Nella postfazione il libro conclude contrapponendo l’ “anima” dei paesi mediterranei a quella del Nord Europa, citando la filosofa Caterina Resta, evidentemente debitrice della concezione/opposizione di Carl Schmitt tra Land  e Meer (anche se con attori in parte diversi).
A questo punto occorre trarre qualche considerazione da questo (interessante) libro, magari scomodando di nuovo Schmitt e, più in generale, lo strumentario del realismo politico, attualizzandolo.
La cui (prima) costante (o regolarità) è – a proposito di Grecia – quella esposta da Tucidide nel notissimo racconto dell’ambasceria ateniese agli abitanti dell’isola di Melo: ossia che i gruppi umani cercano sempre di dominare gli altri. Un tempo si faceva, come gli Ateniesi fecero ai Meli, sconfiggendoli in battaglia, distruggendo la città e deportandoli come schiavi.
Col tempo tali antiche pratiche si sono ingentilite (non sempre) e si preferisce sottoporre a tributi (indennizzi, riparazioni), i vinti dopo averli sconfitti in una guerra limitata (anche questa non sempre tale).
In un’epoca pacifista (o pacifica) come la nostra, come hanno acutamente scritto nel libro “Guerra senza limiti” i colonnelli cinesi. Quiao Liang e Wang Xiangsui (sulla base dell’antico pensiero strategico cinese), si preferisce arrivare a dominare con mezzi indiretti e non violenti. È la “golpe” che prevale sul “lione” usando l’espressione di Machiavelli.
E anche il colpo di Stato, una volta fatto con le baionette e i carri armati, oggi si fa con lo spread, le televisioni, i mass-media e magari le sentenze. Così se la Grecia subì nel 1967 un colpo di Stato “classico”, nel 2011-2015 ne ha subito uno post-moderno in cui esecutori sono stati non i colonnelli, ma i banchieri.
Ma il fine delle guerre post-moderne è sempre quello indicato nel Von Kriege di Clausewitz (e oltre un secolo dopo, da Giovanni Gentile): arrivare a piegare la volontà dell’avversario.

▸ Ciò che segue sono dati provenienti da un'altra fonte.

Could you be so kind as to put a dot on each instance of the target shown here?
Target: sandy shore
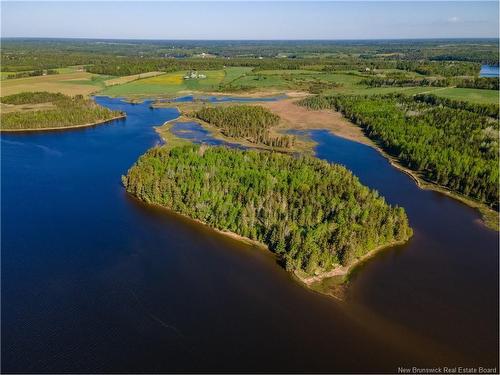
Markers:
(297, 117)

Problema che ovviamente si pone a entrambi i contendenti. Il limite delle comunità aggredite e sfruttate è che gli aggressori sono organizzati e dispongono di mezzi potenti, le prede sono meno coese e dispongono di mezzi inferiori.
Occorre quindi una strategia di resistenza antipredatoria. Tzipras, disponeva di un capitale che non seppe usare: il consenso popolare, prima alle elezioni politiche poi col referendum anti UE (vinto in modo inequivocabile – circa due terzi dei voti – al “NO”).
È il consenso popolare maggioritario il mezzo e la risorsa fondamentale della “guerra non violenta” di popolo.
Così come lo fu (e lo è) della guerra partigiana della storia moderna. Lo aveva affermato Mao-Dse-Dong, quando raccomandava che il partigiano dovesse muoversi tra il popolo come un pesce nell’acqua. Armate popolari, povere di mezzi ma ricche di consenso di masse, animate dal sentimento politico (di autodifesa) condiviso dalle popolazioni, costrinsero le potenze dominanti a sgomberare i territori occupati.
Come operare contro un nemico che non occupa territori e non usa armate? La risposta è tutta da trovare, ma forse se ne può individuare la traccia nelle lotte non violente di Gandhi, in particolare quelle per la filatura domestica e contro il monopolio del sole, le quali colpivano entrambe la potenza dominante in interessi economici e finanziari e la cui condizione per riuscire era che fossero praticate da una grande maggioranza della popolazione.
o anche da Thoreau, senza trovare la necessità di giustificare la disobbedienza – a meno di non essere governati da governi Quisling della finanza – perché il dovere e l’obbedienza (e il divieto di disobbedienza) è limitato dal pensiero politico ai soli governi legittimi mentre finanza, Troika, ecc. ecc., non sono né governi né legittimi.
Piuttosto dove non siamo d’accordo con gli autori del libro è caricare al neo-liberismo la sofferenza dei popoli. Un po’ perché potere, colpe, responsabilità, sono ascrivibili a persone e non ad ideologie. Addossare alle idee le colpe delle persone può, oltretutto, diventare una comoda uscita per giustificazioni ed attenuanti. Ma ancor di più perché non è tanto il liberismo (e il capitalismo) ad aver creato una tale situazione, ma piuttosto la “versione” che se ne osserva oggi, quella che qualche attento osservatore ha definito del ceo-capitalismo, o la tecnocrazia dei manager. E d’altra parte come scrive De Benoist condividendo la teoria dei cicli di Kondratieff, gli ultimi trent’anni costituiscono la fase (discendente e) di finanziarizzazione dell’onda (fordista). Che come tutti i cicli capitalistici ha fasi di costruzione e fasi di decadenza/distruzione.
Ma non bisogna disperare: in fondo se siano al termine di un ciclo (di Kondratieff o magari di Polibio) stiamo per assistere all’alba del nuovo.